Tom was not officially listed as “killed in action” until April 7, 1945. After the war, a veteran who was the pilot behind the aircraft in which Staff Sergeant Thomas F. Bricen was a turret gunner visited the Bricen families in Weedville. He described that last fateful mission, the one that ended with the B-25 Mitchell Bomber on fire in a fierce vertical descent, carrying Tom and the crew to their death in the Mediterranean Sea.

For Tom’s widow and daughter, whose lives necessarily had to go on, here in brief, is that story. Dorothy moved to Erie where some five years later she became Mrs. Carl J. Miller. She had five more children. She and her husband operate a Honda ATV dealership known as Forest Park Enterprises. At the time of my phone conversation with her, while she was at home in between trips to Florida for the winter, she was doing the quarterly reports for the business. She is 80 years young.

In my visit with daughter, Dianna, now Mrs. Wayne Dauber, also of Erie, it was learned that she returned to Weedville for her senior year of high school to graduate from the Alma Mater of her father; the year 1960, 20 years after her father’s graduation. Dianna and her husband have three children and six grandchildren. Dianna is secretary of Forest Park Enterprises.

Tom, whose body was never recovered, has a grave marker in the Florence American Cemetery and Memorial in Florence, Italy. Also, the family chose to place a tombstone in Gardner Hill Cemetery alongside his mother, Agnes Gardner Bricen.

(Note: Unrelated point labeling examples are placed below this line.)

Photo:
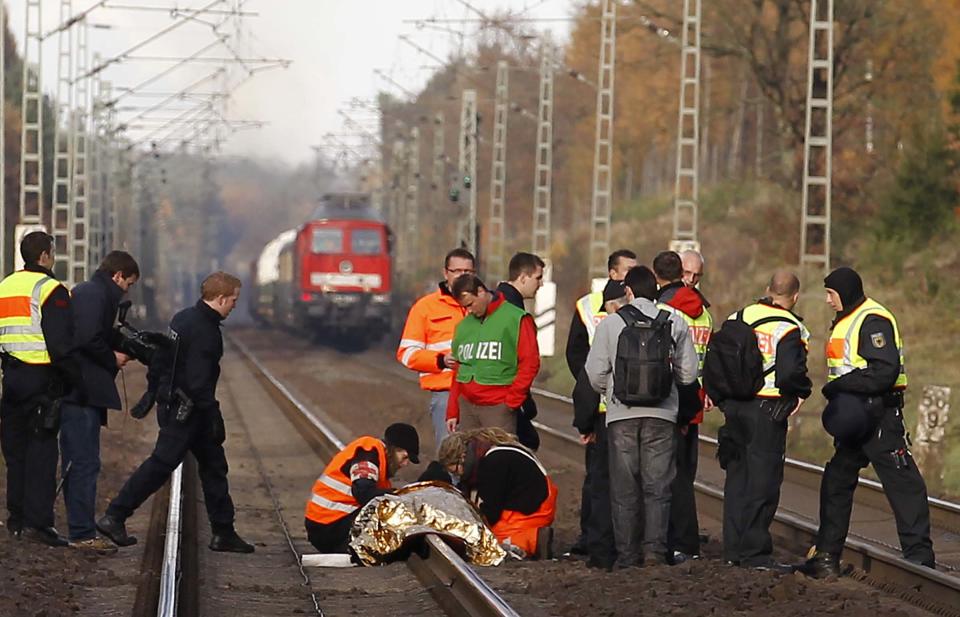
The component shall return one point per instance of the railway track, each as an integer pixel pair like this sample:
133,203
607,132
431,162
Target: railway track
874,562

Tom, like the other GI’s in this series, must have been a super guy. Also found in his book of notes was the poem, How Sweet You Are? He added Dear Dotty. It reads as follows:


Dear Dotty, 

How sweet you are, how

Sweet you are,

How dear your tenderly

Smiling face,

Thru days all bitter and

Gray and grim,

Thru nights when even the

Stars are dim;

How sweet to know my

Heart can glow

From just the warmth of

Our first embrace,

The world’s a lovelier

World by far

When I remember how

Sweet you are.


No doubt, Staff Sergeant Thomas J. Bricen Jr. was a young, handsome, romantic man. He, like so many others, died for our freedom.

“Lest we forget…”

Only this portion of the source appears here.